氏がロンドンに滞在していたとき私が宿を訪ねてみると、ひとりの随行者はいたものの土地に不案内のため、ひまを持て余して「日本外史」などを読んでおられた。わたしは心の中でロンドンに来てまで日本外史を読むこともないだろうに、とおかしく、そのころ私はだいぶ土地に慣れてきていたので、この日から一週間ほどのあいだガイド役になり、いろいろなところに翁を案内し名所見物の手伝いをした。

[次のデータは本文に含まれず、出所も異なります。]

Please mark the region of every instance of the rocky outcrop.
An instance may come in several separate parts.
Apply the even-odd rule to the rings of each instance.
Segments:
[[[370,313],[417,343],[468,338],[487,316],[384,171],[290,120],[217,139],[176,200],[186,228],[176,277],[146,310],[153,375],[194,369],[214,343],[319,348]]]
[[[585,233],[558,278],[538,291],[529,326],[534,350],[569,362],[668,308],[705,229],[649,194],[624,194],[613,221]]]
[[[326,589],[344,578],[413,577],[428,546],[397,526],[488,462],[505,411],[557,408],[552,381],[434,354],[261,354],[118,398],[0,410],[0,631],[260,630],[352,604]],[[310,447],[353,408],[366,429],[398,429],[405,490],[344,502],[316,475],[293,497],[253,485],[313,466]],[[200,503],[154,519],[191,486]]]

翁はそのことをとても喜び、私が明治二十二(1889)年の秋に帰国すると、翁はすでに帰国し日本鉄道の社長となり飛ぶ鳥を落とす勢いであったのだが、ある晩に私を芝の紅葉館に主賓としてむかえ、十数人の知人を招いて会合を開いてくれた。
翁は維新の前、島津久光公の命令に従わない藩臣の数名を始末するため、伏見の寺田屋に行き、真っ裸で中に飛び込み彼らの肝をつぶし、うまいこと使命を果たしたという。これがいわゆる寺田屋の騒動で、翁がその豪傑ぶりを発揮した一幕だったそうだ。
さて翁は、久光公のそばに仕える家来として非常に勢力があり、西郷、大久保にさえも、しばしば敵対するような力をもっていたということだ。そのせいで薩摩の長老でありながら維新後にあまり重用されることがなかったのを、松方正義公爵が後押しし翁を日本鉄道会社の社長にしたということであった。

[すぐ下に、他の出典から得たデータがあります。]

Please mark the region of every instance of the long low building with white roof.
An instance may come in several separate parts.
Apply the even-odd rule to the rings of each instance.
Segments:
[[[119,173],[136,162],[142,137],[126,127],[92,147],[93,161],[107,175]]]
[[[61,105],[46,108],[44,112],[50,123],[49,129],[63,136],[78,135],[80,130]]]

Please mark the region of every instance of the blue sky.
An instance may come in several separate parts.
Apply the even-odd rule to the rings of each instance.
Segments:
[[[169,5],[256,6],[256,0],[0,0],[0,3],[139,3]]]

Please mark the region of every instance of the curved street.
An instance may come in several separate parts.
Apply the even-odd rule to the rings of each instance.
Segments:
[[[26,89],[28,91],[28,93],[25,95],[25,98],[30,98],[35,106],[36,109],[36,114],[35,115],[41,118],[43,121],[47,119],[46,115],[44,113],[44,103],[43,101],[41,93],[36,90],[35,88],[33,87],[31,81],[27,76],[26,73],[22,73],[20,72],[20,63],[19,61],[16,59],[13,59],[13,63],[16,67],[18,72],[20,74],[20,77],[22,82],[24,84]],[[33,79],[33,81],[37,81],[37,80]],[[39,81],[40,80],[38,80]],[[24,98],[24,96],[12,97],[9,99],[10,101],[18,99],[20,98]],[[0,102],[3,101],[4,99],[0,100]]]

しかし翁には酒癖の悪さがあり、飲みすぎたときにそれが現れてしまうことがあった。この晩も、牧野信顕【のち伯爵、現内大臣】氏が宴会のあとに友人と碁を囲んでいたのをみて、客に対して失礼だろうと言い出し、コップを手にして今にも飛びかかりそうになった。そのとき牧野氏は、翁の怒鳴り声を神妙に聞き流し、やわらかな物腰で翁の攻撃をかわしていた。この落ち着き払った冷静さを見て、私は、さすがは利通侯爵の子だと思った。当時は外務省の局長くらいだったが、将来かならず大きな仕事をする人物になるだろうと思われた。
さて翌日、奈良原翁は前夜の行いを後悔し、牧野氏に会いにいって何度も頭を下げてきたと後日私に話してくれた。酒癖は酒癖として、後輩に対して、迷わず自分の非を詫びるところに翁の純粋な誠意を感じる。

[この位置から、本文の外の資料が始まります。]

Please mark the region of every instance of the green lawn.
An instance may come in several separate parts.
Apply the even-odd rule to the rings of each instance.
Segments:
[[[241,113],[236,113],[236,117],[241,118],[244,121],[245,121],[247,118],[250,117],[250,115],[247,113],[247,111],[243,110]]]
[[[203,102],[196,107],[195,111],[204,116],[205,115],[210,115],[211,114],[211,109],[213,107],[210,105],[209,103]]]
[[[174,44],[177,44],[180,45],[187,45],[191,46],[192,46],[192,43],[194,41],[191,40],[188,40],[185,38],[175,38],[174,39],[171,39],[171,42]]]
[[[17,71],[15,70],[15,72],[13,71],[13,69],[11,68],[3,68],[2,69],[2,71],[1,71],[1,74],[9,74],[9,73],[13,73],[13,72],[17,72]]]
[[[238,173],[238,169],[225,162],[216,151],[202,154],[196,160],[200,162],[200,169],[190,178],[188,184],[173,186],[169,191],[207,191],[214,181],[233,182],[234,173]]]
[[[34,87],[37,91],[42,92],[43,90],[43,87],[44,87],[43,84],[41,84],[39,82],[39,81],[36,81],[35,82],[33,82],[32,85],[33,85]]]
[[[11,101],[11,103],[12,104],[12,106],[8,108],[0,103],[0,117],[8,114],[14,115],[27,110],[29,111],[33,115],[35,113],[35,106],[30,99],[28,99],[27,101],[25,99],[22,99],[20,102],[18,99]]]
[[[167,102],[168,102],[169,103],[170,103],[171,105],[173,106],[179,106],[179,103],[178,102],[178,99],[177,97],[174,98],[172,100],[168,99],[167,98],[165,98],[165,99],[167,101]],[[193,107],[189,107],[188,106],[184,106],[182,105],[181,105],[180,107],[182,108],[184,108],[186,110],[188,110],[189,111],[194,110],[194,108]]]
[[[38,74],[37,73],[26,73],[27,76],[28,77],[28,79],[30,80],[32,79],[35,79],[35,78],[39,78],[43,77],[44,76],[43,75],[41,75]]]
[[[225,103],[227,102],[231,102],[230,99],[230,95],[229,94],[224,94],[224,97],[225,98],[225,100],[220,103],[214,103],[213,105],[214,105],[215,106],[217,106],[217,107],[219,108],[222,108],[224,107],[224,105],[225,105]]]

翁はこの酒癖がいけなかったのかどうだか、その後松方公爵ともうまくいかず、最後には沖縄県知事となって晩年を送った。せっかくの能力を発揮しきれなかったようなところがあり残念だが、とにかくも、翁が薩摩隼人の面影を残す豪傑であることにかわりはない。
商政一新(上巻164頁)
私はヨーロッパに滞在中に欧州諸国の商業組織を調査したが、日本ではいよいよ議会が開設され近い将来には立憲政治国になろうとしているのに、商業組織に関しては封建制度がそのまま残り、なんら改革の準備がなされていないことを憂えた。社会の組織は、さまざまな分野で互いに足並みがそろっていなければ順調に発達することができない。政治だけが立憲だと言っても、経済の各機関がこれについていかなければ国家が円満に進歩していくことはできない。私は、現在の急務は商業の一新である、という見地から、商業会議所、商工組合、信用興信所、その他の商業機関を改革する方針をくわしく述べた著作を出版した。(注・「商政一新」明治23年)
当時、洋行帰りの新人と見られていた私の著述は、ちょうどわが国の経済社会の革新運動に向かおうとしていた時期に重なり各方面からかなりの反応があった。親友の渡邊治がこの本を井上馨伯爵に渡したところ伯爵はこれを通読され、いままでの学者の議論は、苦言の言いっぱなしで善後策が示されていなかったのに、「商政一新」は旧弊を説くと同時に救済の方法も示しており、わが意を得たりであるとことのほか称賛されたそうで、伯爵が私のことを知ってくださったのも実はこの著作のおかげだった。
山県伯爵が明治二十三(1890)年に商業会議所条例を制定されたときに私に諮問されたのも、伯爵がこの著作のことを知られたためであった。この著作は私の一身にとり、非常に有利な働きをしてくれたのである。